My favorite movies and TV shows of 2022
There were lots of interesting movies this year, but only two movies knocked me flat on my ass: I was happily blown away by Everything Everywhere All at Once at the beginning of this year, and I was overwhelmed by Tár at the end of this year. Both of these are movies that I will watch and watch again for very different reasons—EEAaO made me feel great about the world, and Tár was more about encroaching paranoia and darkness. But in both films, the sheer film-making on display is breathtaking.
Tár, for what it’s worth, also has my favorite movie poster of the past few years:
While those two movies are way up at the top of my yearly pantheon, lots of other movies kept me entertained. I believe I like Glass Onion even more than Knives Out, because its thesis statement is so timely it could have been ripped from the headlines of this morning’s paper. The Banshess of Inisherin was enthralling, though I felt that it had a bit of a problem coming to a graceful conclusion. Catherine Called Birdy impressed me with its charming young protagonist, and Three Thousand Years of Longing wrapped me in a warm blanket of romance and magic.
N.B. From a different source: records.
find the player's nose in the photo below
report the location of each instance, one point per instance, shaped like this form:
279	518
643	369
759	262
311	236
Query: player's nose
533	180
Emily the Criminal was a nasty little crime story, but a great showcase for Aubrey Plaza.
For TV, I loved the second seasons of The White Lotus and Reservation Dogs. Better Call Saul somehow constructed a great and satisfying conclusion not just for the series but for the Breaking Bad universe as a whole. I thought Apple TV’s Bad Sisters was probably the best debut series I watched all year—a funny and weirdly cozy story about family and murder and murdering your family. And Amanda Seyfried’s performance as Elizabeth Holmes in The Dropout was so brilliant that it single-handedly elevated a so-so miniseries into high art.
For someone who hates year-end lists, I have to admit that I’ve grown to enjoy compiling these little reminiscences of art that moved me over the past year. If you uncovered any hidden gems or were unexpectedly moved by some art this year, I hope you’ll let me know. And I hope your 2023 builds upon your successes and excitements of the last few years while somehow being a completely distinct experience. It’s time to make room for the new.